Il doit son nom aux sœurs Brûlé, deux sportives polyvalentes – même si elles ne sont pas nageuses ! - qui ont marqué l’histoire du sport au féminin. Jeanne est née en 1890 et Thérèse sept ans plus tard. Toutes deux ont participé en juillet 1917 aux premiers Championnats de France d’athlétisme féminins au stade de la porte Brancion (14e). Thérèse y établit quatre records de France : saut en hauteur sans élan (0,96 m), saut en hauteur avec élan (1,25 m), 80 mètres plat (12 s 2/5) et 400 mètres plat (1m 16s 1/5). Autre record établi par les deux sœurs : le record du monde du 10 x 100 m en 2 m23s en 1921 !
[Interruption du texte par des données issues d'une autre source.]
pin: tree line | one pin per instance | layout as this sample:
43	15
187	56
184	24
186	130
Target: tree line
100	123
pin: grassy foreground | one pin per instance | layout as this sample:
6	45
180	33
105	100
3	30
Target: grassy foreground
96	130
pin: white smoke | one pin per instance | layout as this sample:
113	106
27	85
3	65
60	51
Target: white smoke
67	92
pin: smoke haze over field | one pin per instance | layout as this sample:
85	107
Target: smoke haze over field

Mais si les sœurs Brûlé sont restées dans l’histoire c’est aussi parce qu’elles sont à l’origine, en 1912, avec six autres femmes, de Fémina Sport - club omnisport basé porte d’Orléans (14e) - qui existe toujours. Pendant la Grande Guerre, les membres de ce club s'efforcent de sortir des codes sexués des activités qui les cantonnent encore dans la gymnastique rythmique en investissant les sports athlétiques.

Stade Christophe-Dominici (16e)

Inauguré en octobre 2022 pour l’anniversaire de la disparition du rugbyman, cet équipement sportif - autrefois nommé Saut du Loup - est le stade de rugby où l'ancien joueur star du Stade Français s'entraînait, au cœur du Bois de Boulogne.
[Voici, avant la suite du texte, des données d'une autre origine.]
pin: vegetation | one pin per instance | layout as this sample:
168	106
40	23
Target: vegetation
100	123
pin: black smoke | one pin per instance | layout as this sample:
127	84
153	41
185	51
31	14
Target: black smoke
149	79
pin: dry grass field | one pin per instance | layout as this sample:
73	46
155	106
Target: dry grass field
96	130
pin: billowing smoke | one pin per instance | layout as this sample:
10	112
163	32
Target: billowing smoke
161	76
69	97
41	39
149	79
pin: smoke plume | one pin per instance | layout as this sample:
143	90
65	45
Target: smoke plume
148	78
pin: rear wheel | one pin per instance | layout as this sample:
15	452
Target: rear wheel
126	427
Christophe Dominici est devenu une légende du rugby français grâce à ses quatre victoires avec l’équipe de France en tournoi des Cinq et Six Nations et à sa participation active à la victoire de l’équipe de France de rugby lors de la demi-finale de la Coupe du monde 1999 contre la Nouvelle-Zélande.
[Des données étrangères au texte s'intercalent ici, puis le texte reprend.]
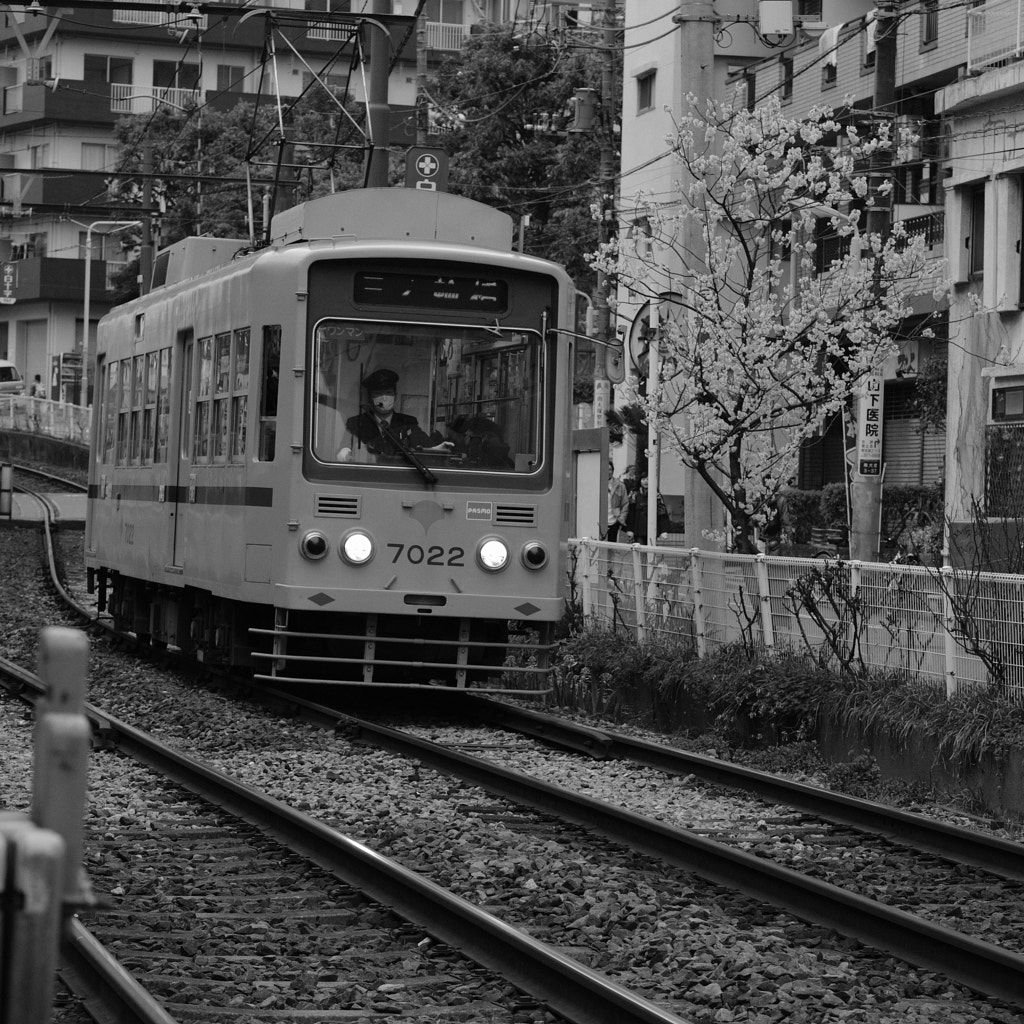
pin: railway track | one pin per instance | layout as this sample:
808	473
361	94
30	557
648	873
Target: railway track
939	947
Ce joueur dont la mort tragique à l'âge de 48 ans a ému le monde de l'ovalie a profondément marqué le milieu sportif parisien en remportant durant ses onze années de présence au Stade Français cinq titres de champions de France.
Inauguration du stade Christophe Dominici
Inauguration du stade Christophe-Dominici (16e)
Crédit photo : Gérard Sanz/Ville de Paris

Gymnase Victor-Young-Perez (12e)

Young Perez, de son vrai nom Messaoud Hai Victor Perez, nait en 1911 à Tunis dans une famille de la communauté juive tunisienne. Il se passionne tôt pour la boxe et s'illustre sur la scène locale, avant de partir pour Paris où, devenu champion de France des poids mouches, il finit par être sacré champion du monde de cette même catégorie le 26 octobre 1931, à l'âge de vingt ans.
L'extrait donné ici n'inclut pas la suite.